Let one kid cut the cookie and let the other kid choose their half. That way, if they fight about it, one kid already has a knife
I want to be a large, Southern black woman who fans herself in church when I grow up.
Due to rising costs, Old McDonald had to sell his farm.
E-I-E-I-Owes a lot of money.
I’m a show off but not drive around with Christmas lights on my car show off
And that’s when I realized it was a cop car
I scream. You scream. We all scream. This fancy wine bars toilet gender signs were unclear.
Made my daughter dinner last night and she told me it was really good as long as she took tiny bites and used lots of ketchup
Dirty Dancing is a really upsetting if you imagine it from the POV of Baby’s dad, a cardiologist who just desperately wanted a few weeks of peaceful vacation.
ME AT 19: I’m gonna travel to so many countries!
ME AT 29: I’m gonna try a new craft beer!

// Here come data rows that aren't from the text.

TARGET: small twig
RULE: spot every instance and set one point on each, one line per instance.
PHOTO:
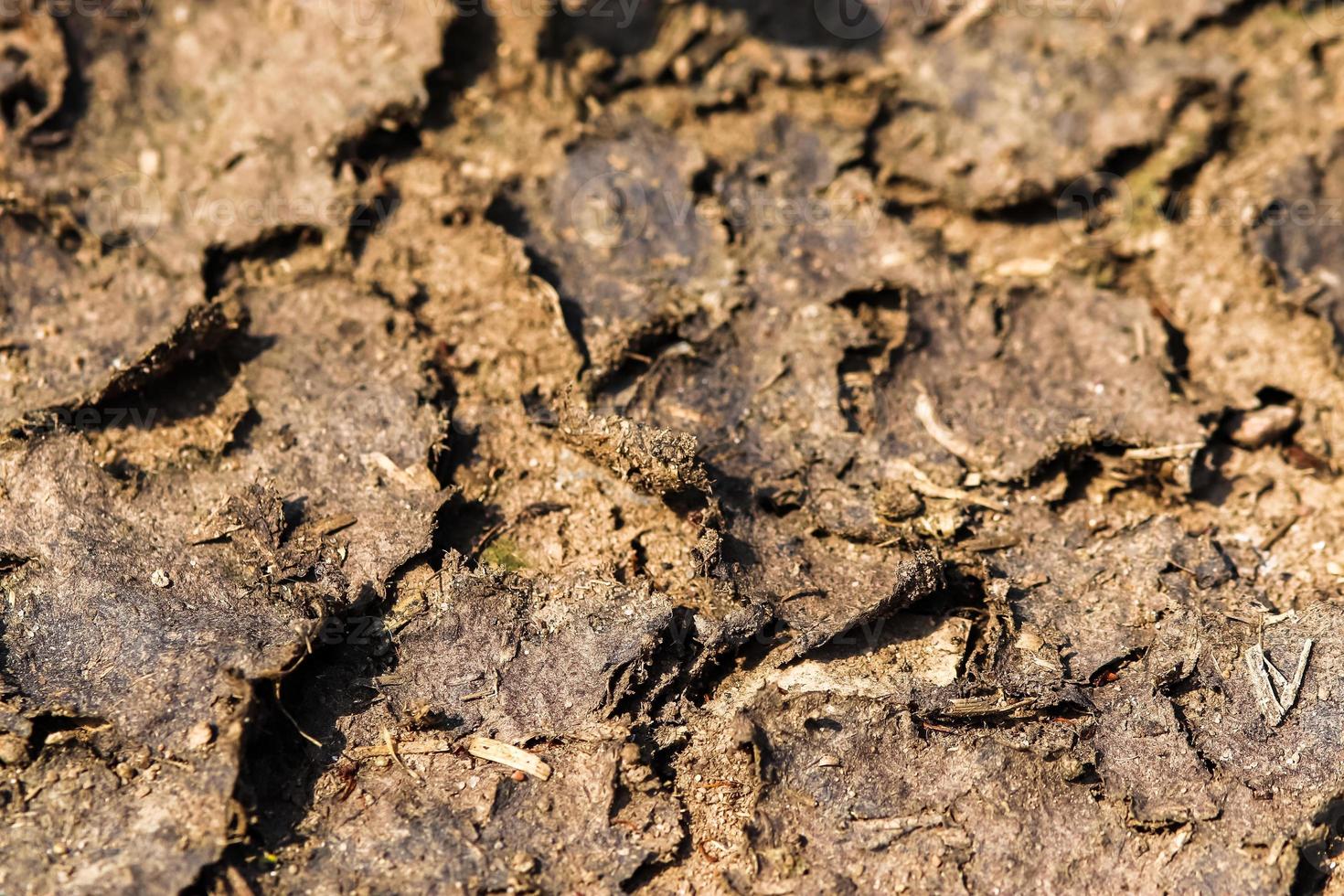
(408, 749)
(508, 755)
(391, 752)
(1163, 452)
(294, 721)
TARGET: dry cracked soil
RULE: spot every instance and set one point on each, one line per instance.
(671, 446)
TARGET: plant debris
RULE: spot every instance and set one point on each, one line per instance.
(671, 448)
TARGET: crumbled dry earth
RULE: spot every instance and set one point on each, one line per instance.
(671, 446)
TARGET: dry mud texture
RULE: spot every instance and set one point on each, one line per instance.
(671, 448)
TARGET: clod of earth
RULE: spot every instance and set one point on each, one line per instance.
(683, 448)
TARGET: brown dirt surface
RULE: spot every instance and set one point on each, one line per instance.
(671, 446)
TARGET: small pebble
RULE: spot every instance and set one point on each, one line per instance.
(1255, 429)
(200, 735)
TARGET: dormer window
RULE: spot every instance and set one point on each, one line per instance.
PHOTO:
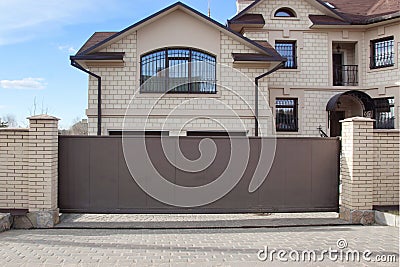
(285, 12)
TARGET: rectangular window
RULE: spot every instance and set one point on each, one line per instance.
(384, 113)
(286, 115)
(382, 53)
(287, 49)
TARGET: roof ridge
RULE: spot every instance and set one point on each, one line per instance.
(249, 41)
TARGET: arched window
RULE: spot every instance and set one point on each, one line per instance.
(285, 12)
(178, 70)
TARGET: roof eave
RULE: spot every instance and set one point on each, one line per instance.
(172, 8)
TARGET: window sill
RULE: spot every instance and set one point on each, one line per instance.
(290, 70)
(377, 69)
(179, 95)
(287, 131)
(286, 18)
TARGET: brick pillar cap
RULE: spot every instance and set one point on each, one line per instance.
(362, 119)
(43, 117)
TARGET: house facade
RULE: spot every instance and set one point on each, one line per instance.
(314, 63)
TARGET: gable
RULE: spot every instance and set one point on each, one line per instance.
(157, 16)
(302, 8)
(176, 29)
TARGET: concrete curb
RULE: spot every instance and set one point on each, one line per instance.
(385, 218)
(5, 222)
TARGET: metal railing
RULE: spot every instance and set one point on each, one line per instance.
(345, 75)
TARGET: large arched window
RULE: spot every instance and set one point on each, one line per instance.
(178, 70)
(285, 12)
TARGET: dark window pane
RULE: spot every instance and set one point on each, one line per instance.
(178, 70)
(284, 12)
(286, 115)
(382, 53)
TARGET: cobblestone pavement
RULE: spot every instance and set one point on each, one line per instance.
(201, 247)
(198, 220)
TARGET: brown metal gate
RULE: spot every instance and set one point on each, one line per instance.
(94, 177)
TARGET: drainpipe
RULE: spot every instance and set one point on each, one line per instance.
(280, 65)
(78, 66)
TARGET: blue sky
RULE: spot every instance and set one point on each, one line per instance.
(37, 37)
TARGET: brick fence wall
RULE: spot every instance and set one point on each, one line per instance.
(386, 167)
(14, 166)
(29, 171)
(369, 169)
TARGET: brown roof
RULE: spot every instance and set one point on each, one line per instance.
(366, 7)
(350, 11)
(273, 54)
(96, 38)
(326, 20)
(247, 20)
(363, 11)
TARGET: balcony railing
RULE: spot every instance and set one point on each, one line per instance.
(345, 75)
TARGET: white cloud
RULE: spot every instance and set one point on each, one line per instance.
(67, 48)
(24, 84)
(23, 20)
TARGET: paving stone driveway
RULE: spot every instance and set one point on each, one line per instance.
(174, 247)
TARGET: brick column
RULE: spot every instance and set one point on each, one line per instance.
(357, 165)
(43, 170)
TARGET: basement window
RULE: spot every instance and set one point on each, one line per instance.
(286, 115)
(384, 113)
(285, 12)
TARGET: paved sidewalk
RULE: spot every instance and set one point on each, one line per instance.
(182, 221)
(201, 247)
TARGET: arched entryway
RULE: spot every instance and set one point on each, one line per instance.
(346, 105)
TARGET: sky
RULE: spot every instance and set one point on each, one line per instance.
(37, 38)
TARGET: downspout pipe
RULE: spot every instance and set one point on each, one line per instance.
(78, 66)
(256, 82)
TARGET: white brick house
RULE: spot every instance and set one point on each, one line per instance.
(331, 48)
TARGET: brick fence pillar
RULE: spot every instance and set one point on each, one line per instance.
(43, 171)
(356, 172)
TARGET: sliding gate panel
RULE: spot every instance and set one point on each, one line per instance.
(95, 178)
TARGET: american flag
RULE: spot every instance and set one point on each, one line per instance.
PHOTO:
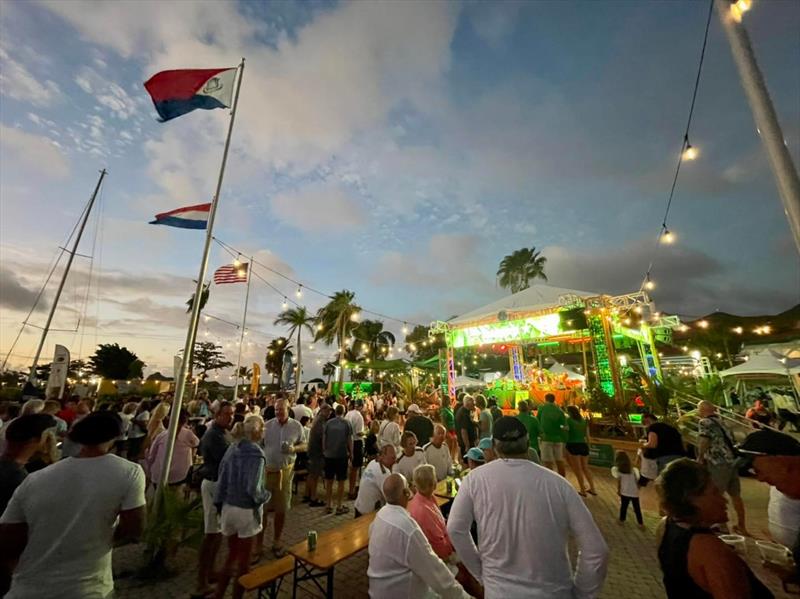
(231, 273)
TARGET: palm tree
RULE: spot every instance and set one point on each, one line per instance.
(378, 342)
(273, 361)
(203, 298)
(335, 321)
(296, 319)
(520, 268)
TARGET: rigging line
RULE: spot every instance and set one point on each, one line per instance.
(236, 253)
(685, 140)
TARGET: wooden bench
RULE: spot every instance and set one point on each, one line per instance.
(333, 546)
(266, 579)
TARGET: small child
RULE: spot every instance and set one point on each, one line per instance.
(627, 486)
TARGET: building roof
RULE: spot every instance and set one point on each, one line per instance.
(534, 298)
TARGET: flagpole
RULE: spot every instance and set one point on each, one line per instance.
(241, 336)
(191, 334)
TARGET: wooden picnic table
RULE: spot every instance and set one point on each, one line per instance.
(333, 546)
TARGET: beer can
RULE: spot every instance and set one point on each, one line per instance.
(312, 540)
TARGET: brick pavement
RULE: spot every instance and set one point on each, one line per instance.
(633, 569)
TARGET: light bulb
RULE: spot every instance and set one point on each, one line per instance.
(690, 153)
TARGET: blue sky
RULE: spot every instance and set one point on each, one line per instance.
(395, 149)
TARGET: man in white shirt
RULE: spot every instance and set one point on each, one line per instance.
(525, 515)
(61, 522)
(437, 453)
(356, 420)
(370, 491)
(402, 564)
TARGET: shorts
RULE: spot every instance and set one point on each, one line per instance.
(726, 478)
(336, 468)
(211, 524)
(316, 465)
(244, 523)
(358, 453)
(279, 484)
(578, 449)
(552, 452)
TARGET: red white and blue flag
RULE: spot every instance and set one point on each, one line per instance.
(189, 217)
(174, 93)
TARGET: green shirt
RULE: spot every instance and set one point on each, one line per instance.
(448, 419)
(551, 420)
(576, 430)
(532, 426)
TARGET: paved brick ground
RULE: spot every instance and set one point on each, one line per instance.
(633, 570)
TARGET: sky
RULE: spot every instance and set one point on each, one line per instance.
(396, 149)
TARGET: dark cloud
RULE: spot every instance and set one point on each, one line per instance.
(15, 295)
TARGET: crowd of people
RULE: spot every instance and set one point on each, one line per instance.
(75, 479)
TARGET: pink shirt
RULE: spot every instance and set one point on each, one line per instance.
(185, 442)
(429, 517)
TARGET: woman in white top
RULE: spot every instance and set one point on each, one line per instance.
(389, 432)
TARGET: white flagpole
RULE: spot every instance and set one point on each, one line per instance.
(241, 336)
(191, 334)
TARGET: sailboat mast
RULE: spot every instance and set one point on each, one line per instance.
(32, 374)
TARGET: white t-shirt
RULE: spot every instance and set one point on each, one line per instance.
(522, 550)
(370, 489)
(439, 458)
(356, 421)
(71, 510)
(405, 464)
(783, 514)
(628, 486)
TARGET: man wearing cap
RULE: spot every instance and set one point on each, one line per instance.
(525, 515)
(61, 522)
(776, 461)
(419, 424)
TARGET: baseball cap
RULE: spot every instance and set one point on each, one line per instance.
(474, 454)
(766, 442)
(485, 443)
(509, 428)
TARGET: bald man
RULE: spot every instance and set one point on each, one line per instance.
(715, 451)
(402, 564)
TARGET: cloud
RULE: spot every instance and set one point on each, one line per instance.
(318, 207)
(14, 295)
(32, 152)
(18, 83)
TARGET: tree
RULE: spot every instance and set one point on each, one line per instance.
(518, 269)
(111, 361)
(208, 356)
(296, 319)
(336, 320)
(203, 298)
(378, 342)
(273, 361)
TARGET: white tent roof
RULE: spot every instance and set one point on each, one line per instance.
(559, 368)
(465, 381)
(763, 362)
(535, 297)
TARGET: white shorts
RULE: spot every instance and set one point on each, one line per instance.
(244, 523)
(208, 489)
(551, 452)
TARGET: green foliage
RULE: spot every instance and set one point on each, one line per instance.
(111, 361)
(208, 356)
(518, 269)
(172, 522)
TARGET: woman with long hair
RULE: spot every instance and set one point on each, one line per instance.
(241, 494)
(578, 450)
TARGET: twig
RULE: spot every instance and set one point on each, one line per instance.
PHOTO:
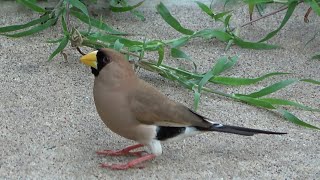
(262, 17)
(79, 50)
(306, 20)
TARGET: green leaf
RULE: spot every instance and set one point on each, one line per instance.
(196, 97)
(126, 8)
(272, 88)
(314, 5)
(117, 45)
(254, 101)
(213, 33)
(112, 39)
(223, 64)
(317, 56)
(234, 81)
(161, 55)
(61, 46)
(291, 8)
(138, 14)
(284, 102)
(23, 26)
(95, 23)
(32, 30)
(32, 6)
(54, 41)
(205, 9)
(292, 118)
(64, 26)
(205, 79)
(253, 45)
(177, 53)
(79, 5)
(311, 81)
(165, 14)
(176, 43)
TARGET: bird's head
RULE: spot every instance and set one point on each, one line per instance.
(97, 60)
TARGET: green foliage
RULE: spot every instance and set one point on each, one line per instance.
(100, 35)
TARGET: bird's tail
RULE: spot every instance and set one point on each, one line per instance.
(237, 130)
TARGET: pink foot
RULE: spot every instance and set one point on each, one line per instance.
(125, 151)
(130, 164)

ME AT 39: I’m gonna try a different cat litter
interviewer: any questions?
me: yes, what are your strengths?
[new job]
BOSS: how bout u introduce yourself
ME: I’m Howie
BOSS: Howie?
ME: Dewitt
BOSS: everyone this is Howie Dewitt
ME: *starts dancing*
neil armstrong: i’ll take that for you
neil armweak: can you carry this?
Oh you think I’m funny? Name three of my jokes.
Of all the terrible tweets credited to sausagey-sounding clerics, this one is by Father Wurst.
You: My kid loves piano
My kid: *licking the piano keys*
Me: Same
*creators of the alphabet, exhausted, and near the end*
Whatever, let’s just call this letter…double u.
me: before you hire me, you should know i take things
interviewer: like what?
me: time and care
interviewer: oh haha
me: also xanax, company money, and two-hour morning shits
Cop: Do you know why I pulled you over?
Me: You pulled me over?
Cop:
Me: I just stopped here cuz I thought of a tweet.